I use an “english muffin” w/ Boursin. Bagels get cream cheese & smoked salmon, capers.
But with coffee, I prefer baklava (as said earlier), or some kind of sweet pastry; cinnamon rolls or the pecan danish thing they sell at the store bakery.

I dont like sour coffee, I love bitter coffee. I always thought starbucks (the plain coffee) was not sour, but more bitter, and I liked that. In an experiment, I specifically bought robusta (more bitter more caffeine) only beans, and arabica only beans (less caffeine, more acid), trying to blend it myself, but I couldnt make it work.

I make cold brew at home, basic Folger’s medium dark roast, 3 cups of grounds in a gallon pitcher, fill with unsoftened well water, soak for about 20 hours, filter and refrigerate. No dilution, as the Mrs. and I like it strong. I enjoy about 10 oz every AM with a big shot of half and half and 2 ice cubes, and that’s it for my daily coffee consumption as a rule.

I used to be super into making espresso at home, grinding my own beans in a top level burr grinder, and able to make a godshot about every 3rd or 4th try when I was on the top of my game, but it got to be too much effort, frankly. I still love a godshot espresso when I can find one though. But I fear that if I try making it at home again, I’ll want to go with a fancy lever machine like a La Pavoni. Down that path would lead to madness. Though if I could do godshots in 2 pulls out of 3, it’d be worth it.

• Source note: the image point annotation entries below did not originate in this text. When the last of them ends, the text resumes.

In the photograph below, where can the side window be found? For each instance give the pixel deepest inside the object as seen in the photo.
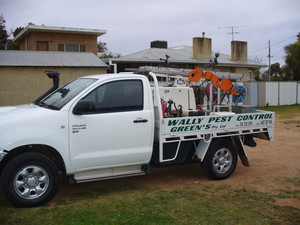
(117, 96)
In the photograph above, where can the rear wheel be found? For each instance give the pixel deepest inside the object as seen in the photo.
(220, 160)
(29, 180)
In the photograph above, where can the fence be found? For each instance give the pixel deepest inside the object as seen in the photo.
(272, 93)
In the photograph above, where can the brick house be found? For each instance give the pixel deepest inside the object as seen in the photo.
(65, 39)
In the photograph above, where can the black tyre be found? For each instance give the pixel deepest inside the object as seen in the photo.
(28, 180)
(220, 160)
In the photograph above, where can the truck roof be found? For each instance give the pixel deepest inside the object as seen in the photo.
(110, 76)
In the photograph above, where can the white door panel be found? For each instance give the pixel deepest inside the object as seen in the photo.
(110, 139)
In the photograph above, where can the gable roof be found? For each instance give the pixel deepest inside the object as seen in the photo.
(180, 54)
(43, 28)
(41, 58)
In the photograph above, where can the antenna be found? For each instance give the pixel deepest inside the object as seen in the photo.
(232, 30)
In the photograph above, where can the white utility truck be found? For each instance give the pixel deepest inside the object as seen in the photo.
(109, 126)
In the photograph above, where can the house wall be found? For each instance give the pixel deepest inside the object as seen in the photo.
(29, 43)
(19, 85)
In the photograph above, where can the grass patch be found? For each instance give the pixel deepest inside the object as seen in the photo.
(191, 205)
(283, 111)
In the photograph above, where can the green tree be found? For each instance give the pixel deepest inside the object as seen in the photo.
(3, 33)
(292, 61)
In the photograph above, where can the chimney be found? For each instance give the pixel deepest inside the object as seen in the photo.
(239, 51)
(202, 47)
(159, 44)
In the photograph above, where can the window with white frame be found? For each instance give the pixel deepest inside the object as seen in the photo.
(69, 47)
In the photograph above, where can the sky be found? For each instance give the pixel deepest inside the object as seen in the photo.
(132, 24)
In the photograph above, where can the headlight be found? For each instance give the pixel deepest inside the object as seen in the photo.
(2, 154)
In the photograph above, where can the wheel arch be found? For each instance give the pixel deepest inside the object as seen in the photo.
(45, 150)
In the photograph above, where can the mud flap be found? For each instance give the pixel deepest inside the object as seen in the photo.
(238, 144)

Can you please explain godshot? Not a terminology I’m familiar with.

" A God shot is traditionally a double ristretto shot that is brewed using the same amount of ground coffee as a double espresso but which only yields a volume of 1 oz, the same as a single espresso. In recent times the term is used in every day vernacular, which can refer to a well pulled standard espresso shot. The God shot will always be served in a 2 oz demitasse."
From here: God Shot - Coffee Dictionary

Czarcasm nails the classic definition, a double ristretto. I do adore a ristretto, it’s true.

But the more current definition of godshot, from the same source cited above is " A God shot can be described as a perfect shot achieved from an espress machine, where the recipe and all of the parameters that go into espresso brewing such as bean type, roast, grind size, dose, water volume and temperature, as well as properly maintained and clean machinery all align to produce a coffee shot that is considered to be perfect by the taster, barista or customer".

Thank you. I rarely have expresso. I really enjoy the coffee my wife has figured out, but I am not actually a coffee snob at all. Now beer, that is where I get particular. I’ve been called a beer snob and I can’t deny it.